Tomorrow morning, when my son Joaquin and I catch the first flight of the day out of BWI to FLL on Spirit Airlines, we’ll be armed for low-cost travel.

I bought our two tickets for about $476, including $70 that Spirit calls “the Government’s Cut.”

We’ll have checked in online rather than at the airport to save $20.

We’ll have minimal baggage.

If we do check bags, I’ll do it ahead of time to avoid paying $100 per person. “Last-minute purchases slow down boarding and cause delays,” Spirit’s website tells me.

If I do check bags or carry them on board, it will now cost me more than it would have had I paid during my initial booking. Here’s what I mean: If I pay to bring a carry-on bag onboard during online check-in (where I’m at in the process as I write this blog post), it will cost me $45 – 10 smackers more than had I paid before online check-in.

As it stands, I’ll likely check one bag in for the both of us because checking in a bag is cheaper than carrying one on the flight. To check the first bag for one person, it will now cost me $40 – again, 10 bucks more than had I paid before online check-in. (See screen shot below.)


Can I complain? Well, of course I could – but, for now, I won’t.

After all, I shopped for and selected the cheapest price, forgoing more-expensive flights on JetBlue and Southwest.
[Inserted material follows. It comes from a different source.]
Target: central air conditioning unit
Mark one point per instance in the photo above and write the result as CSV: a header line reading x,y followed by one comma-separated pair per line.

Both were more expensive than Spirit, by the way, even if I’d paid to check one bag apiece; Southwest’s free-checked-bag policy didn’t make a difference.

And the bottom line is that Spirit discloses its miser friendly charges.
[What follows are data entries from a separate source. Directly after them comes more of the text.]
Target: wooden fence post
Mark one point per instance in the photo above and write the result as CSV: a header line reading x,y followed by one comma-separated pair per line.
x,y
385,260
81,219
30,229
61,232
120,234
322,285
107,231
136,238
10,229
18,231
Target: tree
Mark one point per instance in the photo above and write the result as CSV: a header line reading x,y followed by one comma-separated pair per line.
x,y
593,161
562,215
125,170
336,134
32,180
Will I regret my purchase? I’ll let you know once I land in the Sunshine State!

Addendum: Veteran aviation policy pro Stephen Van Beek takes issue with Spirit’s reference to the “Government’s Cut.” He writes in the comments section below that the taxes represent air traffic control services, “capital and other costs of Spirit doing business. Their rhetoric clouds the public’s perception of how we pay for and operate the National Aviation System.”